グラマシー・ファンズの会長を務めるエコノミストのモハメド・エラリアン氏は、米金融当局が「景気を押し下げる」ことなくインフレ率を2%の目標に抑制することはできないだろうと述べた。だが当局がこの目標水準を正式に変更する可能性は低いとの見方を示した。

  ブルームバーグ・オピニオンのコラムニストでもあるエラリアン氏はブルームバーグテレビジョンで、「より高い安定したインフレ率が必要だ。3-4%だろう」と発言。「米景気を押し下げることなく消費者物価指数(CPI)を2%に持っていけるとは思わない。2%が適切な目標水準ではないからだ」と語った。

  また米金融当局は「データに依存し過ぎている」とし、エネルギー移行や新型コロナウイルスのパンデミック(世界的大流行)時のサプライチェーン変化、逼迫(ひっぱく)した労働市場、地政学的問題の変化など供給サイドの状況進展を受け、より高いインフレ目標が必要になっていると述べた。

  「データを考慮するのは正しいが、われわれがどこに向かおうとしているかという視点を持つ必要がある」と話した。

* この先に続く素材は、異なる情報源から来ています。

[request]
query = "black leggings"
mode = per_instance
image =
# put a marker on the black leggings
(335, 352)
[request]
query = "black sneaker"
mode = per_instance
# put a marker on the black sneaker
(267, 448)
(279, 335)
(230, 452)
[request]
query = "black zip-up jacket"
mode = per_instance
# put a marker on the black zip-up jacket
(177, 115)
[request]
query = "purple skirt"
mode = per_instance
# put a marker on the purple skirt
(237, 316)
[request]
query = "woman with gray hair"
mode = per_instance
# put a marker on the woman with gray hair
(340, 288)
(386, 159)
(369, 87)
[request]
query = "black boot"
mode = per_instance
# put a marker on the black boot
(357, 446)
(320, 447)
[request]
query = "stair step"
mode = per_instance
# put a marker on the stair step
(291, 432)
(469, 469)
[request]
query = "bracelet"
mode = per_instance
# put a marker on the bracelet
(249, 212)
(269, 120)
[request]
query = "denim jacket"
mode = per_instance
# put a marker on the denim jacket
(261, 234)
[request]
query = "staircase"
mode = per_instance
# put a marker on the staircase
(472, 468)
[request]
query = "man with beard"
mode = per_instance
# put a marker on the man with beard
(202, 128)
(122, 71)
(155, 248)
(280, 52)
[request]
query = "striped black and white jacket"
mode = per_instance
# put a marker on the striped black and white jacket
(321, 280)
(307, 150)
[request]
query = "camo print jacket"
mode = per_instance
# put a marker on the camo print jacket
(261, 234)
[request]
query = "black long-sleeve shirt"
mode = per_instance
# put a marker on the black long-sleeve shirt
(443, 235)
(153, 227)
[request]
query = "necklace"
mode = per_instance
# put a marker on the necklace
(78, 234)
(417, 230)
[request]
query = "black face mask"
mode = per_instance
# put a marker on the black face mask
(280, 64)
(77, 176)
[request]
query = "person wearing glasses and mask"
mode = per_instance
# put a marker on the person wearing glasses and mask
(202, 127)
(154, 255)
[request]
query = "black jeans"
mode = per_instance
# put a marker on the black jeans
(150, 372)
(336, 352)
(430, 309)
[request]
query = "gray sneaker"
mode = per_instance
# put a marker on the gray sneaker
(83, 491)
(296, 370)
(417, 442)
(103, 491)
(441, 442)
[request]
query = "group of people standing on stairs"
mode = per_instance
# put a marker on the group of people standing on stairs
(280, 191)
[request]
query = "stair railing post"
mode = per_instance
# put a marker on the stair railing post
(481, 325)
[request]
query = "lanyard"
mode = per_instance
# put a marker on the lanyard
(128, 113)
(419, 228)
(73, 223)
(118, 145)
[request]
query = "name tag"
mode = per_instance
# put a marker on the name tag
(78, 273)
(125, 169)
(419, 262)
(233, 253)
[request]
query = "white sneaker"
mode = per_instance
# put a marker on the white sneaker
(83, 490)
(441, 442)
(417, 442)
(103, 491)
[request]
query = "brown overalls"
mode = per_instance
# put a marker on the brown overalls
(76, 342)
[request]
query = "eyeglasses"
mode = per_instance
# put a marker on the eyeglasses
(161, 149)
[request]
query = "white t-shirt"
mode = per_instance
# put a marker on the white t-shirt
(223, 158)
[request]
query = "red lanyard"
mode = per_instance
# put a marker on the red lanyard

  足元の問題は米金融当局が達成しにくい2%の目標追求に行き詰まっていることだと指摘。「目標からこのように大きく外れている時にインフレ目標は変えられない」と述べた。同氏は以前、目標変更なら当局の信頼性に打撃を与えるだろうと警告している。

引用:bloombergより

このようにエラリアン氏はFRBが目標とする2%への物価見通しの達成は困難だとみているようです。現実的には3~4%程度が妥当だろうと考えているようですが、FRBはその政策変更は行わないとみています。それにもしFRBがそのような政策変更をすればFRBの信頼性を損なう結果となり、それこそ影響が大きいだろうということです。

また悲観的な空気が強くなってきている

今日は2名の専門家の意見を見てきました。いずれも非常に悲観的な話であり、大変心配になるところです。確かに現状ではインフレは落ち着く様相を見せず、今後に対する不安は尽きません。唯一の救いというのは労働市場が堅調であるということだと思いますが、それもいつまで続くのかわかりません。それに労働市場が堅調だからこそインフレが落ち着かないという側面もあり、非常に金融政策のかじ取りは難しいといわざるを得ないという状況です。そういう意味では今回のような悲観的な意見というのも十分あり得る話だろうという感じがします。

まとめ

今日は米国経済の先行きに対する悲観的な意見についてみてきました。この二人は常に米国経済に対して厳しい見方をする人なのでその分は差し引いてみた方がいいかもしれません、それでも十分考慮すべき視点だろうと思います。特に今後の経済について楽観的な空気が出てきてはいましたが、それが先走りすぎたものだったということはそうだろうという感じがします。やはりしばらく米国経済は厳しい状態が続いていくのでしょう。そういう意味ではしばらく辛抱が続く覚悟を持っておいた方がいいでしょう。